What I did during my summer vacation
First, I’d like to welcome all returning students back to our illustrious campus and extend a hand in much the same gesture to the newest members of our community. I say I would like to, but I really have no authority in the matter, so I suppose I won’t.
What I can (and therefore will) do, however, is give a great big hello to all of my loyal readers and a slightly smaller hello to those of you readers who found this article not so much by following me but by meandering through the jungle of Student Life. How was your summer, reader? Did you go home and see as many friends as you could in those precious few hours of the day you weren’t working? Did you stay here or attend some other university, taking classes or perhaps doing research? Was there an internship waiting for you in some strange city at the beginning of last May?
Regardless of what you did, what you are doing now is the same as what we all are doing now: enjoying the scant time we all have here in St. Louis before we go back to a new school year. But maybe this is a bittersweet time for you. Are you filled with reflections about the past three or four months? Is your mind abuzz with thoughts of what had changed back home? Mine is.
I was still friends with the people I’d been friends with in high school. We still went to the same ice cream parlors and bowling alleys and movie theaters, swam in the same pools, hung out in the same parking lots. We were still close, almost as close as we’d been before college. But something had changed irreversibly.

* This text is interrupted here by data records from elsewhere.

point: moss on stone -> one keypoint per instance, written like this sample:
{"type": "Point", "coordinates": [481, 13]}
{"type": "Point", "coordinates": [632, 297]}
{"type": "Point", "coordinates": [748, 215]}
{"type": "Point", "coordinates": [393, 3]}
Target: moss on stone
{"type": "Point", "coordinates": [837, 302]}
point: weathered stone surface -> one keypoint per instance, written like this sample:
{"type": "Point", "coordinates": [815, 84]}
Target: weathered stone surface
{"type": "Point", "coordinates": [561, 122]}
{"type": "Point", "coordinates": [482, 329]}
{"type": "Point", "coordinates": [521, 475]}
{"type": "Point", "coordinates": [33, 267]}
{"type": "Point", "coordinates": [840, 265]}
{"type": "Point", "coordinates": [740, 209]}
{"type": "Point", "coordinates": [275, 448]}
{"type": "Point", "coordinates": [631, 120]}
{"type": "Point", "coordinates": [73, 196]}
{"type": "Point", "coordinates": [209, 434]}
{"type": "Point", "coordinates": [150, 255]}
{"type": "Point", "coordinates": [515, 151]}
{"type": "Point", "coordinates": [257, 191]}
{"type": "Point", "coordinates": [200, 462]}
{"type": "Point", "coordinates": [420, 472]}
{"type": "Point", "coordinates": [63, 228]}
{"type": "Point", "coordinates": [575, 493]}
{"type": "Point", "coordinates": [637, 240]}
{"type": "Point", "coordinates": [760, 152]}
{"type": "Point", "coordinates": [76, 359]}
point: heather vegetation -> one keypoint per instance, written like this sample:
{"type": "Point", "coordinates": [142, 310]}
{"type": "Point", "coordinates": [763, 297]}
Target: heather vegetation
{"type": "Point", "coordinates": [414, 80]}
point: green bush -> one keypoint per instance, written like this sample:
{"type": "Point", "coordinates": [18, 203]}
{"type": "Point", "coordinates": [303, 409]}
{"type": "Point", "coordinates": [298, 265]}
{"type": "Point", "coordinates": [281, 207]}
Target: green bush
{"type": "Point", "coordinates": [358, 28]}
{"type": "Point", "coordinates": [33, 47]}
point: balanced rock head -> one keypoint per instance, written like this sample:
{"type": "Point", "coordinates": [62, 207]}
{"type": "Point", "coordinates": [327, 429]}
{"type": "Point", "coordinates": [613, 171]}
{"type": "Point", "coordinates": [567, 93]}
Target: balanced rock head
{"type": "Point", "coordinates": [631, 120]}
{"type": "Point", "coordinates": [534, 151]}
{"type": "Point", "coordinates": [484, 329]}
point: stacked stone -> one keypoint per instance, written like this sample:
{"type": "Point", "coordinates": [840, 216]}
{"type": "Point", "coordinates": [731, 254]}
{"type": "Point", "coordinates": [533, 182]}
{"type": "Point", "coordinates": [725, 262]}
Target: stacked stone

The fact of the matter is that a year away changed me in ways that I still don’t quite understand. I have more perspective now; the problems that seemed so insurmountable during high school now make me scoff; the petty concerns of me and my peers have revealed themselves to be nothing more than adolescent whining. I have more experience now; people are more comprehensible to me, and I am more open to new exploration.
The topic of conversation at my home-away-from-home (I spend most of my time here—so much, in fact, that I find it difficult to imagine being anywhere else for extended periods of time) strayed from whatever we talked about before college-mania took us over during senior year to stories from college: what we or our friends did, things we saw or heard, the strange people one is bound to meet at an institute of higher learning. True, the stories petered out as time went by, but they were always there.
I spent more and more of my time alone as the summer progressed, wishing fervently for time to speed up until my return here and my reunion with my college friends. While final goodbyes last year were emotional ordeals—sometimes lasting hours—a simple “Have a nice semester” seemed like overkill this year.
Did these changes need to happen? Are they a necessary consequence of leaving the nest, taking on some independence and having life encounters that are totally different from those of the peers with whom I grew up? Am I, Heaven forbid, maturing?